Binary Classification of Histopathologic Cancer Images using ResNet18¶

1. Introduction¶

In this project, we approached the binary classification problem of histopathologic scans for detecting metastatic cancer in lymph node sections using the PCam dataset. The dataset consists of image patches labeled as either containing tumor tissue (label 1) or not (label 0). Our goal was to develop a convolutional neural network (CNN) model that classifies unseen test images accurately and produces a Kaggle competition submission.

2. Dataset Description¶

Training images: 220,025 RGB .tif files, each of size 96x96, with corresponding labels provided in train_labels.csv.

Test images: 57,456 unlabeled .tif files.

Labels: Binary classification — 0 (no tumor), 1 (tumor).

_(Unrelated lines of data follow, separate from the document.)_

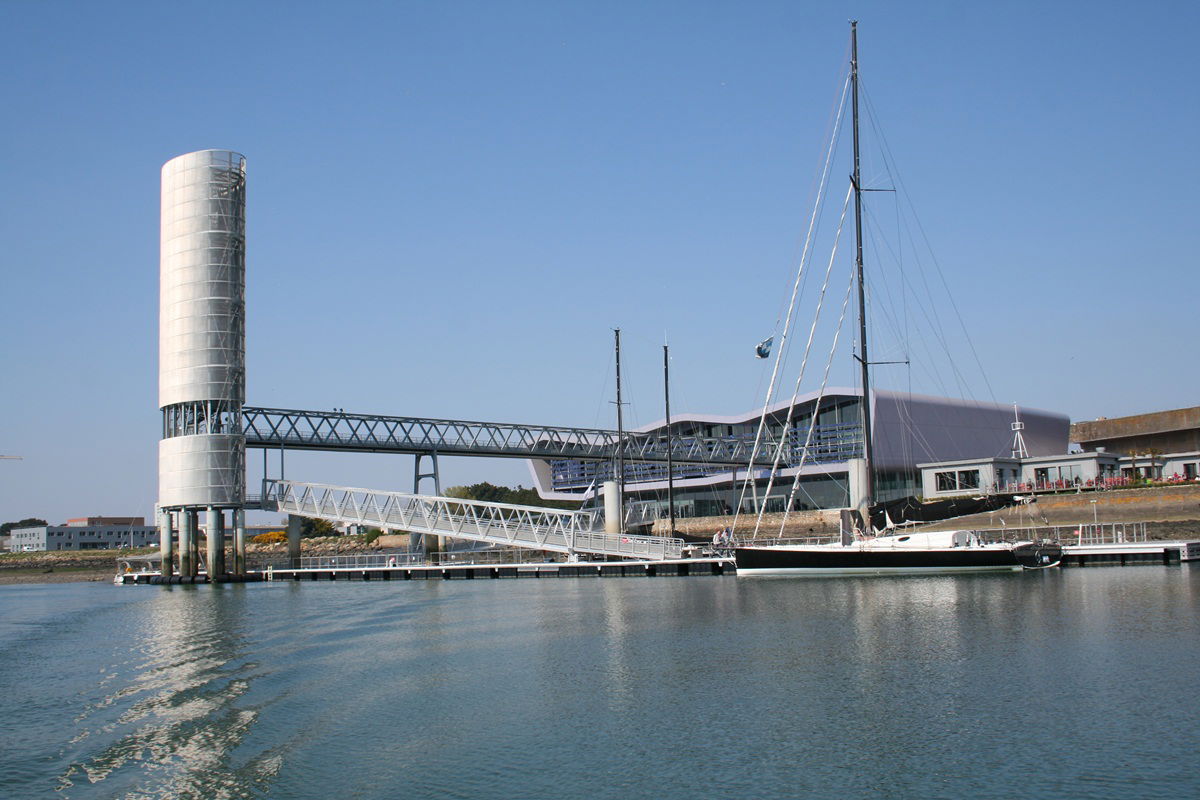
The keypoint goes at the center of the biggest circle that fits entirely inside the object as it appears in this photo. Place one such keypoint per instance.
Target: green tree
(311, 527)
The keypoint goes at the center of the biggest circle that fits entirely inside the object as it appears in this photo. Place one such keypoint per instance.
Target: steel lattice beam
(298, 429)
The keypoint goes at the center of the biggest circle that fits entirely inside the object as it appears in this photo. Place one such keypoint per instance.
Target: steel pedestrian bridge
(298, 429)
(496, 523)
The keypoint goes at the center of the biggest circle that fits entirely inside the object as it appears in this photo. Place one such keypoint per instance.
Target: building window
(964, 479)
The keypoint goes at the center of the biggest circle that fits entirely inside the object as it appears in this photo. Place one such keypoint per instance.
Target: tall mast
(666, 401)
(621, 435)
(869, 487)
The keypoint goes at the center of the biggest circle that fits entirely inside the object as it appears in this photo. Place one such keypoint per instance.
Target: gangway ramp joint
(496, 523)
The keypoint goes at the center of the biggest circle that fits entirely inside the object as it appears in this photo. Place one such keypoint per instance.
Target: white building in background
(85, 534)
(907, 429)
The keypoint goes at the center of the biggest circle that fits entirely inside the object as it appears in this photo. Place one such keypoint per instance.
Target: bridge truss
(298, 429)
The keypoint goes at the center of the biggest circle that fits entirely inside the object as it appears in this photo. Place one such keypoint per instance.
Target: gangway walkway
(496, 523)
(298, 429)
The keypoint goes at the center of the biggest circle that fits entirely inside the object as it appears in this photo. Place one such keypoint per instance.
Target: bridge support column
(166, 542)
(239, 541)
(430, 543)
(214, 535)
(293, 540)
(186, 542)
(612, 521)
(196, 540)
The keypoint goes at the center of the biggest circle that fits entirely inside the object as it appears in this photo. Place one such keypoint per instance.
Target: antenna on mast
(1019, 450)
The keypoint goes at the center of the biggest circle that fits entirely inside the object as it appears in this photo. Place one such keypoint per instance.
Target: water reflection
(169, 731)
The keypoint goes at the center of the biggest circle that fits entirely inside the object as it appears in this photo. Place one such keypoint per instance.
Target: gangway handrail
(307, 429)
(498, 523)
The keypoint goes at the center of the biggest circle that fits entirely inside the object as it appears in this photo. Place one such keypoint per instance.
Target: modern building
(1159, 446)
(85, 534)
(827, 473)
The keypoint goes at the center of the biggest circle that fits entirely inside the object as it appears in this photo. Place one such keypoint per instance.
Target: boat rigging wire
(816, 409)
(791, 308)
(894, 172)
(804, 361)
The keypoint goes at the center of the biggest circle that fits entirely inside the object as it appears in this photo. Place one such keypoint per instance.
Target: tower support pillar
(166, 542)
(239, 541)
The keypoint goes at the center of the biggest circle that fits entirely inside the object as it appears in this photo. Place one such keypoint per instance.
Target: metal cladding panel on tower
(202, 322)
(202, 470)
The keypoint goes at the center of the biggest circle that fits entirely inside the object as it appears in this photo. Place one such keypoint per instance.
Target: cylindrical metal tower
(202, 331)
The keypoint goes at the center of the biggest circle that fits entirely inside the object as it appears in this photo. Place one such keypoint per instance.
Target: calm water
(1071, 684)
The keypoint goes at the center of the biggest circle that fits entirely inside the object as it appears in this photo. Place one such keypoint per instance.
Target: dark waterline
(1065, 684)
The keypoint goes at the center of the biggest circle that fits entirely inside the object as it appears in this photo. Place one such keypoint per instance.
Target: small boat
(945, 552)
(891, 553)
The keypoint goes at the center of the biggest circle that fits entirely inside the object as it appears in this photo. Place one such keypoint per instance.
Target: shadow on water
(168, 723)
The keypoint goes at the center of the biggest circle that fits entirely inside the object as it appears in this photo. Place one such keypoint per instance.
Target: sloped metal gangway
(297, 429)
(496, 523)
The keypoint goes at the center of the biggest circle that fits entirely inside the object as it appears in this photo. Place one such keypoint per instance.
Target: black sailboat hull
(856, 560)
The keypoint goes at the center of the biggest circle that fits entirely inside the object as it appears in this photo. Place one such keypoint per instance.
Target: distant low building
(85, 534)
(822, 456)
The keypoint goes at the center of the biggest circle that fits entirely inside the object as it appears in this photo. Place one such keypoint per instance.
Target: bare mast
(621, 437)
(869, 486)
(666, 401)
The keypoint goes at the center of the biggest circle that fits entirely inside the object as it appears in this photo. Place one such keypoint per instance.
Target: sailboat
(894, 553)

Train/Validation split: We used an 80/20 stratified split on the training set.

Downloaded here on kaggle: https://www.kaggle.com/competitions/histopathologic-cancer-detection/data

3. Data Preparation & EDA¶

We created a custom PyTorch Dataset class (PCamDataset) that loads the image file from the disk and maps it to its corresponding label using the CSV. A separate TestPCamDataset was used for the unlabeled test images.

Transformations We applied minimal augmentation to speed up training.

For EDA, we looked at the label distribution and a couple of sample pictures.

4. Model Architecture¶

We created our own set of CNN models, a simple version and a smarter version, but in the end went with ResNet18 pre trained model for a better score.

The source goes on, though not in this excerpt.